Location: Worcester, England
Registered: January 2005
Messages: 1562



OK, lets clear up some basic stuff. The procedural stuff applies only in the UK.

Cossie said:
> First, if ALL blood is adequately screened for the HIV virus, why would any restriction at all be required? The presumption must be that either -
> (a) not all blood is so screened, or
> (b) the screening is not sufficiently reliable, or
> (c) the cost of fully-reliable screening is prohibitive.

None of this is exactly the case. We cannot screen for HIV (there is no test for the actual virus) - what we test for is antibodies against the virus. There is a period known as the "window" after someone is infected with the virus, before the "seroconversion" when the antibodies become detectable. During this period the NBS can't detect that someone has the virus - that's why HIV tests should only be taken as definitively negative if tested at least twice, three months apart, after any sexual encounter.

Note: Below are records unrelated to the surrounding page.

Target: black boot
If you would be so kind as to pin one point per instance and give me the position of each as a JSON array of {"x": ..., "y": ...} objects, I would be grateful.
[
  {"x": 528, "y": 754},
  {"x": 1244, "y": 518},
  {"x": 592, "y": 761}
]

As I understand it, the NBS dos not test an individuals blood. It mixes whole heaps of blood together, and tests the mix. If there has been one person with a blood-borne infection (HIV, hepatitis, etc) in the batch, the batch is discarded or specially treated, depending on the disease.

As regards "fully-reliable", the argument of the NBS doesn't seem to be about reliability of HIV & hepatitis screening. The current last gasp of (IMO) homophobia is to assert that gay men indulge in activities that have a higher-risk of the transmission of blood-borne infections, and that any new blood-transmissible infections are therefore first going to reach epidemic proportion in the promiscuous gay community before they are identified, so the best precaution is to ban any man who has sex with a man.
The flaw in this argument is that on average male-male sex is not that much more of an efficient transmission route than male-female sex: the key point is "promiscuity".

Now let's take a worked example of how absurd the current rules are (not mine - a copy-and-paste job, I'm afraid!).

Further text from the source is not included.